Well, I lived a totally different life — one that made me really unhappy, and a big reason I was unhappy was because I was no longer involved in music. I started working at Southwest Strings and started playing violin again, which was a very on-and-off process. Through not playing for so long, I had developed a lot of performance anxiety, but I kept going. I started playing cello, which helped me push back to violin for good.

I was always a highly competitive player, and trying to get back to that place from square one is a very frustrating journey. That pressure could be escaped through playing cello.

How did you get away from classical music?

I apprenticed for a violin maker by the name of Blum and Amesquita Violin Makers, who went out of business a few months after I started. I started at a Tucson institution called Beaver’s Band Box.

When I started at Beaver’s Band Box, I was suddenly exposed to people in bands. Eventually I got involved in a country band called Joseph Maples and the Ones That Got Away, which empowered (and horrified) me to break down the wall of performance anxiety on violin.
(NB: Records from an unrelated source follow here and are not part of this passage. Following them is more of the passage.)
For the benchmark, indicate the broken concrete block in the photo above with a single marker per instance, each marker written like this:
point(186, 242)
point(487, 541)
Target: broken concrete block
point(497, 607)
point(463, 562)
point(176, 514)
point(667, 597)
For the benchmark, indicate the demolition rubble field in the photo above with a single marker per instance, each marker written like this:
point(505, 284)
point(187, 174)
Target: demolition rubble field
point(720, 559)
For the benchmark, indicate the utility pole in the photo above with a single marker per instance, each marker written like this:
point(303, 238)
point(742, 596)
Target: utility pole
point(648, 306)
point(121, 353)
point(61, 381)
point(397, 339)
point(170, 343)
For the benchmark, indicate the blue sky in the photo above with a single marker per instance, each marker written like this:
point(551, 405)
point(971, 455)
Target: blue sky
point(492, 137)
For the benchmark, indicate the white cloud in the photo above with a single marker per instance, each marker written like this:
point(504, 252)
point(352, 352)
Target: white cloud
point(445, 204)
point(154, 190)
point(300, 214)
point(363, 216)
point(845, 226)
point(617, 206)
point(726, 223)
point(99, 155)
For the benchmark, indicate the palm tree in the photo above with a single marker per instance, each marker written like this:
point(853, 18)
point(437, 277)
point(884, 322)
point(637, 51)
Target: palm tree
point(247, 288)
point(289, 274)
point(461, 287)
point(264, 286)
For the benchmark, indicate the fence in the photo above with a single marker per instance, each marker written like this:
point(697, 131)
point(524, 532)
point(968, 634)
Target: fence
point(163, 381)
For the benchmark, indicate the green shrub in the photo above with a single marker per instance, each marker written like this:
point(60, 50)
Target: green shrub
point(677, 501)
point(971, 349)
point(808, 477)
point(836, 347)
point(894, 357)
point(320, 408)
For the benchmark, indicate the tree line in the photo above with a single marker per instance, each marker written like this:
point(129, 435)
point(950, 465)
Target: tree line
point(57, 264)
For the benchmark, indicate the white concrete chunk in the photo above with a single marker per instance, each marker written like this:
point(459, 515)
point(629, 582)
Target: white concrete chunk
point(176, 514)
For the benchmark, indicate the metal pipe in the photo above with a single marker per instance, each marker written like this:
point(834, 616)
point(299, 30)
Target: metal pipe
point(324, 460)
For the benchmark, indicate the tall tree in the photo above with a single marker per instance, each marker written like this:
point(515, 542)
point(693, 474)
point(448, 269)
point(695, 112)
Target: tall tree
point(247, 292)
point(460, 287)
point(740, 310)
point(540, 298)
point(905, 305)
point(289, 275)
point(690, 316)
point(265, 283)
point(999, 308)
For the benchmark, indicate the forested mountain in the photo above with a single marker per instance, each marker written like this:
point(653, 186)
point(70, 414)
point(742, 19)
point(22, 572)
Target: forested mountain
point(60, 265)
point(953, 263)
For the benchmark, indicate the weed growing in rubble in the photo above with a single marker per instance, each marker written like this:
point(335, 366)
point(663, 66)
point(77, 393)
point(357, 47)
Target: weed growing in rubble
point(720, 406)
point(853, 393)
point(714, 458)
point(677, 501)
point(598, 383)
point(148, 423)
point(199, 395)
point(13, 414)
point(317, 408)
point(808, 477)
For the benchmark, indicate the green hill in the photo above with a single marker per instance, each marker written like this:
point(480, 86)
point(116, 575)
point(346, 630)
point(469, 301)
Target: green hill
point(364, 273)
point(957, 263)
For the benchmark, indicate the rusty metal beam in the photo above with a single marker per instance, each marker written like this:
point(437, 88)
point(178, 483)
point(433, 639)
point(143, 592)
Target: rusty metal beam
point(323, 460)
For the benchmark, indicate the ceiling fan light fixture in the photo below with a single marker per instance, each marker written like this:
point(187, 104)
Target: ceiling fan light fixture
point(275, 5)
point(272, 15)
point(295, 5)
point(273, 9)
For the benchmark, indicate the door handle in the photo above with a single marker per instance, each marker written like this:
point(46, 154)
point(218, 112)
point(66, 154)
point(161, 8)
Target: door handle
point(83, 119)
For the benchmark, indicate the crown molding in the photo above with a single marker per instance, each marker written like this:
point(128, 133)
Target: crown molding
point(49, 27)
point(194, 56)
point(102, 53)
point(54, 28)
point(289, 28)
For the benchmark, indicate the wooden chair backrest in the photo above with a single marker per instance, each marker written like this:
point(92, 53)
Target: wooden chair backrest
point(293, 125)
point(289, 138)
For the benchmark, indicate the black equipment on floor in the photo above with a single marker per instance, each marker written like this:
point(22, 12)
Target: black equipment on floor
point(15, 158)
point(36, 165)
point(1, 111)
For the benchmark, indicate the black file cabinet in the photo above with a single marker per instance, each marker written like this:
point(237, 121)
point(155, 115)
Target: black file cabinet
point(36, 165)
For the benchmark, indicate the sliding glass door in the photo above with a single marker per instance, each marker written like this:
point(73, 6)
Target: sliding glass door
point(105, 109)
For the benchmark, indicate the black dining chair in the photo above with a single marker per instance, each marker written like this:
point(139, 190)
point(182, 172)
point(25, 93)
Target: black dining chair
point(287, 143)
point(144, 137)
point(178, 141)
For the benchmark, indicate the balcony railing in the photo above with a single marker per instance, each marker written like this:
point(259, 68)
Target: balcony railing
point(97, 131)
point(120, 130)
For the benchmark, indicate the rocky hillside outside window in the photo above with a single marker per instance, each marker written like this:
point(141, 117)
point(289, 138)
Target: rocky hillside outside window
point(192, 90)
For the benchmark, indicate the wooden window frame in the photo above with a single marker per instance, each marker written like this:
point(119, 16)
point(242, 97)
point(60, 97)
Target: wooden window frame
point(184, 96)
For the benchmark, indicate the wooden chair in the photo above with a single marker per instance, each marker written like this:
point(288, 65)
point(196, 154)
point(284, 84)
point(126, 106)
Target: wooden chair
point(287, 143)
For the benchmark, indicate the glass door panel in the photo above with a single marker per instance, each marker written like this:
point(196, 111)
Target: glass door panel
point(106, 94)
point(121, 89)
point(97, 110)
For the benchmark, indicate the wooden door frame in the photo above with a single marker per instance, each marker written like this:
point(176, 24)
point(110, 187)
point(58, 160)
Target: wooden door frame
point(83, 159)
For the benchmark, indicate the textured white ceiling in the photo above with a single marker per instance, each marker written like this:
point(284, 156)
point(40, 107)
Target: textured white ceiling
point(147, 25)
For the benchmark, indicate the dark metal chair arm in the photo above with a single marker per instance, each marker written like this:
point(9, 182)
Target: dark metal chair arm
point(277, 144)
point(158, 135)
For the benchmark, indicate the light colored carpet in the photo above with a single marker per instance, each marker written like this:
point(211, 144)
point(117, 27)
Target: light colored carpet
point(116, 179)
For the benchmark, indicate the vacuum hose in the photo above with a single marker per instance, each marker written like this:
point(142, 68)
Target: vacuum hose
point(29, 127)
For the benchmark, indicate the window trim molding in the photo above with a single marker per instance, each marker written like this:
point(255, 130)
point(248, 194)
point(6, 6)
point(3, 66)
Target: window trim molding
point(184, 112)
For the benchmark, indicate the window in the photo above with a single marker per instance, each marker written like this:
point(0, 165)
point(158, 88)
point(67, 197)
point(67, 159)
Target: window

I started playing in all kinds of bands with folky persuasion. Folk music really saved me from the pressures of classical music. I felt more at home in folk music than classical music. I kept playing, and over the years [my sound] slowly turned into what I do now.

How did you get around to playing harp?

I picked up the harp five years ago and started my solo career. When I first started playing the harp, I was fascinated by how we learn instruments. I tried to avoid what I was supposed to do, and I wanted to make all those decisions by myself. I came to realize over time that I’ve really developed a unique playing style.

Did you develop your writing style based on how you learned to play harp?

I purposefully did not expose myself to harp music for the first two years of playing. I didn’t want to sound like anyone else, so I listened to a lot of electronic music, shoegaze, and folk elements. I like John Adamsand John Cage and I like how they interact with folk music and pop music.

One of my biggest complaints in classical music is that it disconnects with its complexity. Simple, repetitive phrases are much more aesthetically pleasing to the modern musical sensibilities. Those driving rhythms have a way of emotionally connecting with audiences and I wanted to capture that in my music.

I’m a rebel at heart. I have to exercise a lot of restraint not to rebel, sometimes.

What are you currently working on?

Well, I just released an EP called "Vaulted Heart Box," which was recorded at Sweet Ophelia Studios and mastered by Jim Blackwood (Arizona Public Media).

Right now, I’m writing a miniature folk ballet. I'll be playing at Tap & Bottle on Aug. 4, and I have semi-regular gigs at The Coronet.